Campus Israel-Gaza Protests Invigorate Company Disclosure Bids

May 3, 2024, 9:00 AM UTC

Student protests over the Israel-Hamas war and its effect on Palestinians are reawakening a divestment push not just in colleges but in corporate America.

Investor advocates have lost traction in the last five years on seeking greater disclosure and divestment by targeting military suppliers in particular. The latest example—a pair of similar proposals urging RTX Corp. and Lockheed Martin Corp. to provide a human rights impact assessment of their operations, including those on Palestinians—both failed Thursday by a wide margin.

But those investor groups see the emerging push at Israel divestiture and disclosure and student protests as a complementary way to leverage the pressure on companies to change. Instead of a short-term gain of winning a specific shareholder vote, it feeds into a campaign to convince shareholders to care about social change as part of a corporate mandate.

“As somebody coming from the investigator side that looks at these different advocacy strategies, filing a shareholder resolution is a very powerful strategy,” said Dov Baum, director of corporate accountability and research at the social justice advocacy group American Friends Service Committee. “It allows a lot more people to learn about these risks, especially among the shareholders of the company that are unaware of these risks.”

Jillianne Lyon, leader of Investor Advocates for Social Justice’s shareholder advocacy campaigns organization, represents the Catholic groups that presented and proposed the shareholder resolutions at the companies and consulted with them on the proxy process. Lyon said the groups have pushed defense contractors Lockheed Martin, General Dynamics and Northrop Grumman for years to issue human rights impact assessments. But this year, she said, has been different because of the sheer amount of attention the campus protests have garnered.

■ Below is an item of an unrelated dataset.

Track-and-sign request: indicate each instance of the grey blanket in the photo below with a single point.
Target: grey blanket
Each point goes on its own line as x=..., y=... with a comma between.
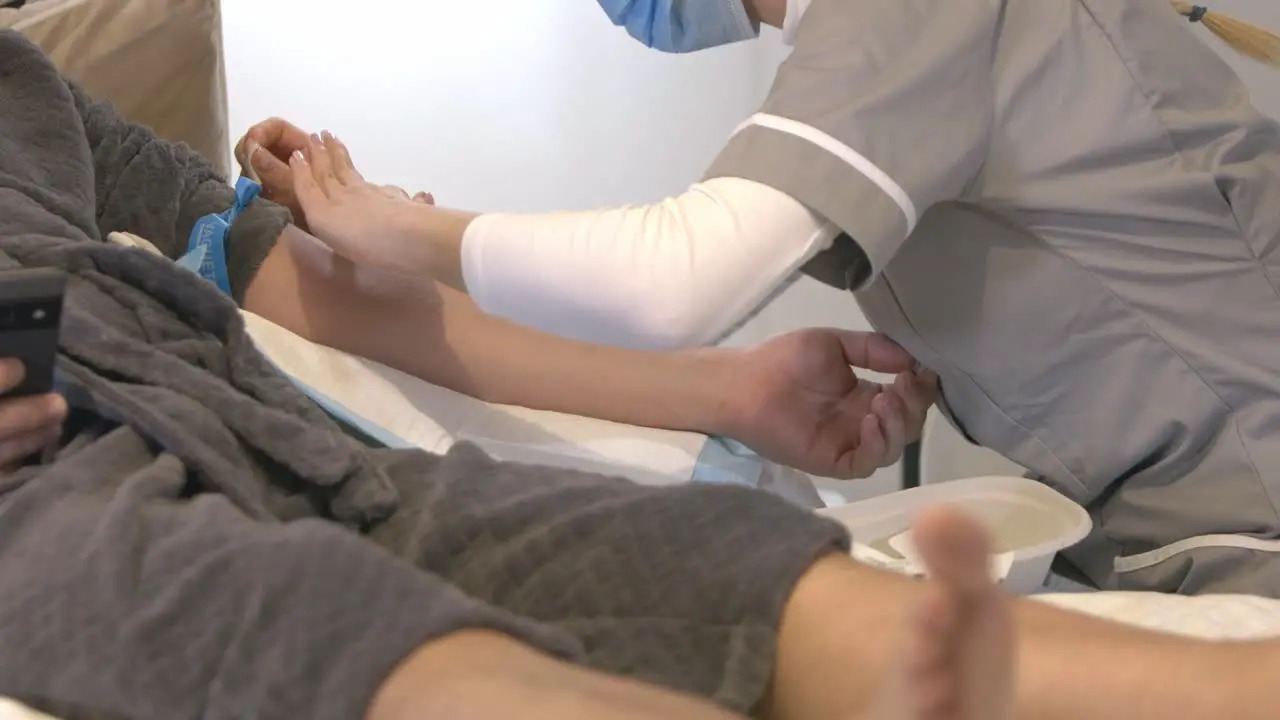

The proposal presented at RTX received exempt solicitations from JLens, a Jewish investor group opposing the bid. An exempt solicitation is an appeal to the Securities and Exchange Commission to solicit shareholders on a proxy proposal in a quiet way. It’s the first time in IASJ’s history that one of its proposals received such opposition.

“It definitely has received heightened scrutiny this year, even though we’ve filed the same proposals with the same references over the past year or so,” Lyon said. “It is something that’s definitely escalating in investor conversations as well.”

‘Impractical and Inappropriate’

RTX said in its proxy statement that its internal human rights council “periodically reviews” the products and countries that are subject to a heightened “human-rights screening.” Sometimes the company takes measures “where appropriate and feasible,” to mitigate its products’ misuse.

“The focus of the proposal appears less about Company conduct and more about risks from our doing business with the governments of the U.S. and its allies, and how those government customers might potentially use our products, notably in conflict,” RTX said in its proxy statement. “To require the Company somehow to anticipate, assess and disclose the risks to human rights of such potential government conduct would be impractical and inappropriate.”

The proposal received almost 5.5% of the vote at the meeting. A spokesperson for RTX declined to comment beyond the proxy statement.

The parallel resolution at Lockheed Martin also failed with nearly 10% of the vote, according to a spokesperson.

Lockheed Martin similarly said in its proxy statement that the impact report is “unnecessary” because the company’s political activities “fully align” with its human rights policy and that it already discloses everything required by regulators and the law.

“We expect final results to show that nearly 90% of votes cast supported the board’s recommendation on the proposal, which is based on the view that our business supports human rights and that we already comprehensively disclose our political activities and spending,” a Lockheed Martin spokesperson said in a statement to Bloomberg Law.

Previous proposals have received higher support than this year, Lyon said, because of the highly sensitive nature of the conflict. Even though it’s the first time the organization’s clients filed a resolution at RTX, 5.5% is low, compared with the performance of resolutions at peer defense contractors in prior years.

However, there’s evidence that enough public pressure can amount to significant change. Cereal giant General Mills sold its stake of a joint venture in Israel in 2022 after intense calls to divest. At the time, however, the company said its decision was purely a business strategy.

“We see a sea change right now,” Baum said. “I think that the change is really with the push towards more institutional divestment.”